All the emotions I’d been keeping in check flew out like a swarm of bees released from an apiary. “Apparently one of us is.” I knew she could probably hear me with her stupid clairaudient knack. I just didn’t care.
“This is silliness.”
“I agree.”
“You were right earlier,” Lon said, obviously not concerned if Rose could hear us, either. “This is about Yvonne.”
Clearly. But I still stood by what I said: I was not Yvonne. And Jupe wasn’t going to follow in his mother’s footsteps just because his father’s girlfriend worked in a bar or lived in his house without getting a ring on her finger first.
Rose was trying to push my buttons. Testing me. Maybe she wanted to see how far she could shove me until I broke and caused a huge scene. Then I would be the bad guy. I would be the one who ruined Christmas.
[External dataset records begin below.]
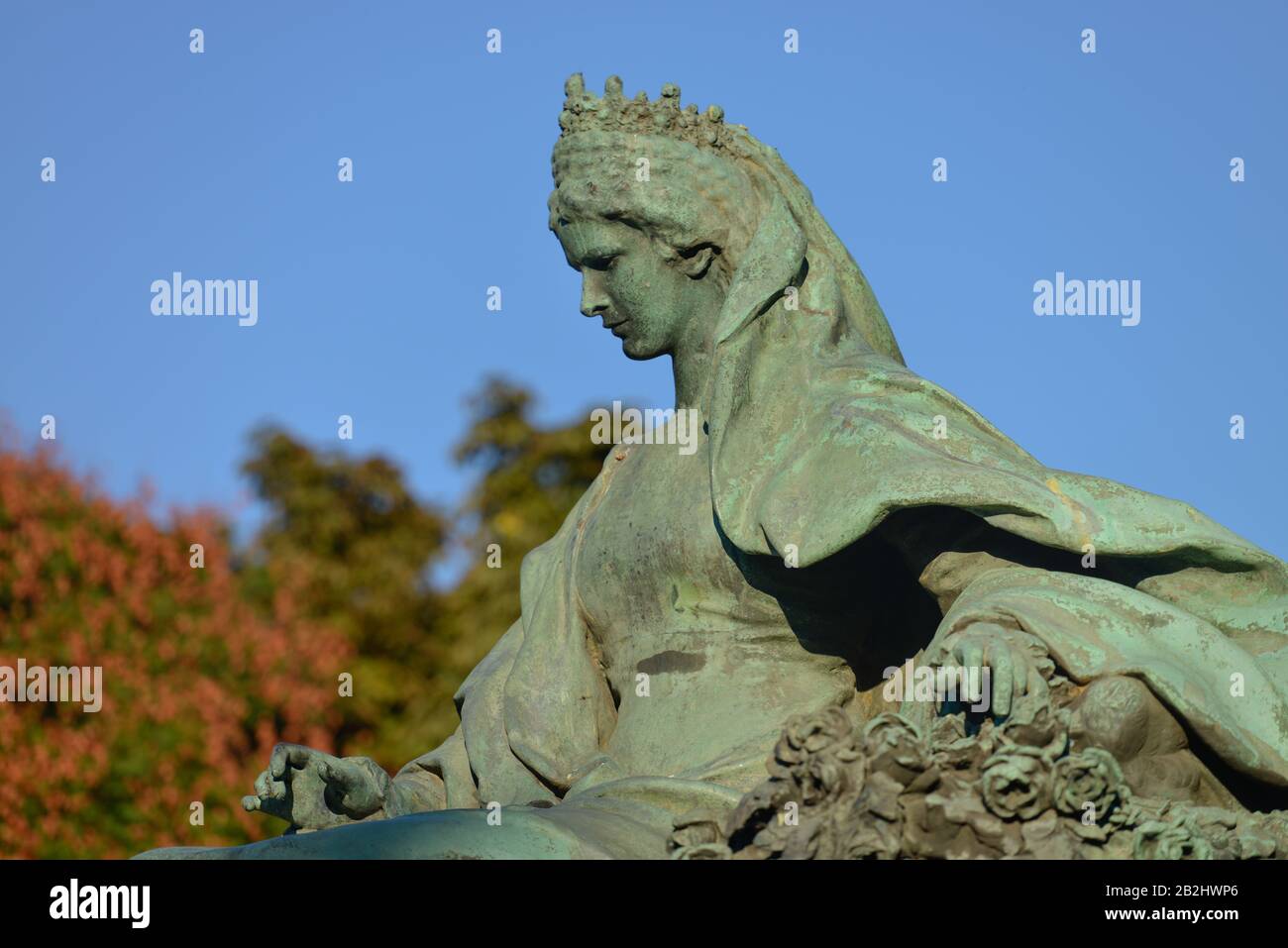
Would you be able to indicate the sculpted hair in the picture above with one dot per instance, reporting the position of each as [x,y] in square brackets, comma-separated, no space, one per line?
[690,200]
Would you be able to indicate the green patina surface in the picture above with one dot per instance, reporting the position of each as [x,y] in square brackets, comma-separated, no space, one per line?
[838,517]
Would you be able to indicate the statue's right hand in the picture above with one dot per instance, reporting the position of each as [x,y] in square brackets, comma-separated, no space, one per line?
[312,790]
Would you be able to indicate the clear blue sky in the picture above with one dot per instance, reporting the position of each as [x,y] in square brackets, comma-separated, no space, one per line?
[372,300]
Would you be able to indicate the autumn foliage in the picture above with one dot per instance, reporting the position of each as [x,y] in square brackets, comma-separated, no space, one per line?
[205,668]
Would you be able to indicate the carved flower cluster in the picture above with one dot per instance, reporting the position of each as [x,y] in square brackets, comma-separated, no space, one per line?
[1012,790]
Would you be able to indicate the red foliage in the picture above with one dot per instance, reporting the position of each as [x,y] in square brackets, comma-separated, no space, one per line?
[197,685]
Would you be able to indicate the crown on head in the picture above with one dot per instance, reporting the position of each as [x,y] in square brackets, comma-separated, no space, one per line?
[613,112]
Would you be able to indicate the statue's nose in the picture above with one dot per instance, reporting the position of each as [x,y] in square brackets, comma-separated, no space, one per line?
[592,299]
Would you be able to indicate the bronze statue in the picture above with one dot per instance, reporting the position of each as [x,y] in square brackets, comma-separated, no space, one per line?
[844,533]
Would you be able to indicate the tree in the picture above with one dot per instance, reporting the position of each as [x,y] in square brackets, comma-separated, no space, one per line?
[197,685]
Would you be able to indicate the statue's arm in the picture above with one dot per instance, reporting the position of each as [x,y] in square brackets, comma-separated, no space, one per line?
[434,781]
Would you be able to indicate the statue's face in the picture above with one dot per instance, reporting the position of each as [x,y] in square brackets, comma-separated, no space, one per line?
[652,304]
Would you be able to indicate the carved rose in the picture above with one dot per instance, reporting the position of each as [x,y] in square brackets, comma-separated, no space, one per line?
[896,747]
[1089,777]
[809,734]
[819,756]
[1158,840]
[1017,784]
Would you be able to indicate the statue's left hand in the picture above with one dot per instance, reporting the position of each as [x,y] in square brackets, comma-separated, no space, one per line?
[312,790]
[1012,669]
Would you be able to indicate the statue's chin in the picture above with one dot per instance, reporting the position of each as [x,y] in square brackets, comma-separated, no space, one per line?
[639,351]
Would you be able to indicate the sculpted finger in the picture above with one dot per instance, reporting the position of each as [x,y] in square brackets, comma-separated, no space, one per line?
[1001,679]
[299,755]
[278,762]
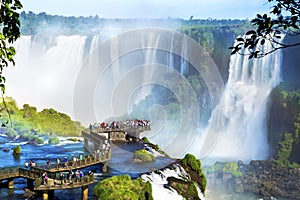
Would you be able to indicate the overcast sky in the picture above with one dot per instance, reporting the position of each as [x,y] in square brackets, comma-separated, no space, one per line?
[216,9]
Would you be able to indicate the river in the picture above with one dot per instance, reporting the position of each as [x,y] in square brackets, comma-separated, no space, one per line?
[120,163]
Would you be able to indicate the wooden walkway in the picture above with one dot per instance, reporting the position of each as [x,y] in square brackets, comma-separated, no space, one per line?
[53,170]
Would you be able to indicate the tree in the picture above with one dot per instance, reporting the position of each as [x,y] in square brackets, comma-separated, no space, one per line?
[286,19]
[9,33]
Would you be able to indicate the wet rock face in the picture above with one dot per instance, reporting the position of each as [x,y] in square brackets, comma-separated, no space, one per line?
[263,178]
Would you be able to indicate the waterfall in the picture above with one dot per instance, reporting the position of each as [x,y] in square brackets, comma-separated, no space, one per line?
[45,71]
[238,122]
[159,181]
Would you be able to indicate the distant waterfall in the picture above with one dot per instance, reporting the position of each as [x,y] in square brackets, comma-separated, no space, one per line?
[239,119]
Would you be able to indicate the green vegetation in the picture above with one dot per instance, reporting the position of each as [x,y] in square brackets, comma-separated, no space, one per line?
[17,150]
[193,166]
[185,188]
[146,140]
[30,124]
[144,156]
[232,168]
[283,19]
[54,140]
[123,188]
[9,33]
[284,125]
[285,149]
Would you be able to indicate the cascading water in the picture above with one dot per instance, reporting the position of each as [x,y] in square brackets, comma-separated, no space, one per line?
[239,119]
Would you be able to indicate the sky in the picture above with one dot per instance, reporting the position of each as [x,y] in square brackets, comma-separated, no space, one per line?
[200,9]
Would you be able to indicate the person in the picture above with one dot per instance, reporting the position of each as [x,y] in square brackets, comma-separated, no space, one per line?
[80,175]
[44,177]
[62,177]
[26,164]
[55,182]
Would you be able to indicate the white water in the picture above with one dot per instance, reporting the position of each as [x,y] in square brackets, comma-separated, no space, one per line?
[159,179]
[237,128]
[47,69]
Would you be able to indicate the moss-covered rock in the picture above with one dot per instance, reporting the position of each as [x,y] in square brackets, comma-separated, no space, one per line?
[143,156]
[232,168]
[193,166]
[123,188]
[185,188]
[283,124]
[17,150]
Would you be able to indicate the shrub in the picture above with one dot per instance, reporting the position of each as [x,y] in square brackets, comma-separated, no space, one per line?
[123,188]
[232,168]
[17,150]
[144,156]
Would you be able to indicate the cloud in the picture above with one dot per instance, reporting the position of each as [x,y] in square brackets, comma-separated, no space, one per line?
[149,8]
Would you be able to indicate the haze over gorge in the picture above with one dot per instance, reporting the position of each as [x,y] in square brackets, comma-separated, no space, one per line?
[177,73]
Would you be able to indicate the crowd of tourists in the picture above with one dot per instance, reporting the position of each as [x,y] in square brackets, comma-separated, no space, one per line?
[121,124]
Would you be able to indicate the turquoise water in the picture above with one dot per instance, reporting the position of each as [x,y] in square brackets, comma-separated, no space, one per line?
[120,163]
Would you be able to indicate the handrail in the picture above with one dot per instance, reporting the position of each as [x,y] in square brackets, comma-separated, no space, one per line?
[38,170]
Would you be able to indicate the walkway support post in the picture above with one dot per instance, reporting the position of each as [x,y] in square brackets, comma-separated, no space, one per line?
[86,143]
[84,192]
[104,167]
[30,184]
[48,194]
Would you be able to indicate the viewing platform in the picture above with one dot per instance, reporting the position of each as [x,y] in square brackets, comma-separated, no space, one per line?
[96,141]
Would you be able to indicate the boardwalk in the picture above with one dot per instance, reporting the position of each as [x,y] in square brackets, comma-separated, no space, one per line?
[35,181]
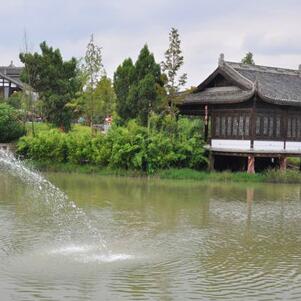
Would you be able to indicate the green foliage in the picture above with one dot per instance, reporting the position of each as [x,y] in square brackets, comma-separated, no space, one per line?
[55,80]
[248,59]
[165,144]
[139,87]
[173,62]
[11,127]
[15,100]
[49,145]
[100,102]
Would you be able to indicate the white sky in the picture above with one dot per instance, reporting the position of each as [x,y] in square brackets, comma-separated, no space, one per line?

If I stayed, she’d leave, and Jupe would be upset. On the other hand, if I was the one who left, Jupe might just be confused. Better confused than caught in the middle of a family fight. As jealous as I was of these two women, and obviously I was—but, come on! How could I not be?—there was no way I was going to fight Rose Giovanni to prove a point.
Dammit.
I found a clean space on one of his photography tables next to the door to the darkroom and laid down the sketch paper there. After lining them up, I carefully folded and creased the papers together into a neat square, which looked a little like the white flag I was now ready to wave. “I’ll leave,” I said, turning around to face him.
Towering over me, Lon placed one hand on the edge of the table near the right side of my hip, then the other on the left, trapping me inside his arms. He shook his head slowly, then leaned down and dragged his mouth over my cheek. “No,” he whispered in my ear.
He kissed me, softly, deliberately slow. My resolve liquefied. His hips pushed against my lower stomach. Was there anything better than this?
“No,” he repeated against my lips.
Sure, he was using sex against me. And as far as arguments went, it was a good one. Just sex with Lon on its own was enough to sway me, but now his head dipped and he was inhaling deeply against my neck, his expanding lungs pushing his stony chest into my breasts as he sucked in the scent of my skin. His loose, honey-colored hair fell over my face, and I was overwhelmed by the urge to beg him to hold me. To give me a refuge. To allow me an unguarded moment. Because of all the things he could do to me, do for me, this particular ability was high up on the list. No one else, not a single living, breathing soul on this plane or the next, could I trust like I trusted Lon.
I didn’t always understand him. His motivations were often half-hidden, and the quiet strength he commanded, especially when he was transmutated, was sometimes frightening and alien to me.
Yet I trusted him. Utterly. And after what I’d been through with my parents, this was no small feat.
“Let me handle this. I’ll convince her to stay,” he murmured. “No one’s leaving.”
But an insistent thought danced in the back of my mind and wouldn’t leave, dousing my body’s revving heat. Even if Lon could convince Rose to stay, even if he changed her mind, what was I going to do? Go to bed with Lon, knowing she could hear the sheets rustle? She could probably hear the shiver-inducing scrape of his mustache against my neck right now.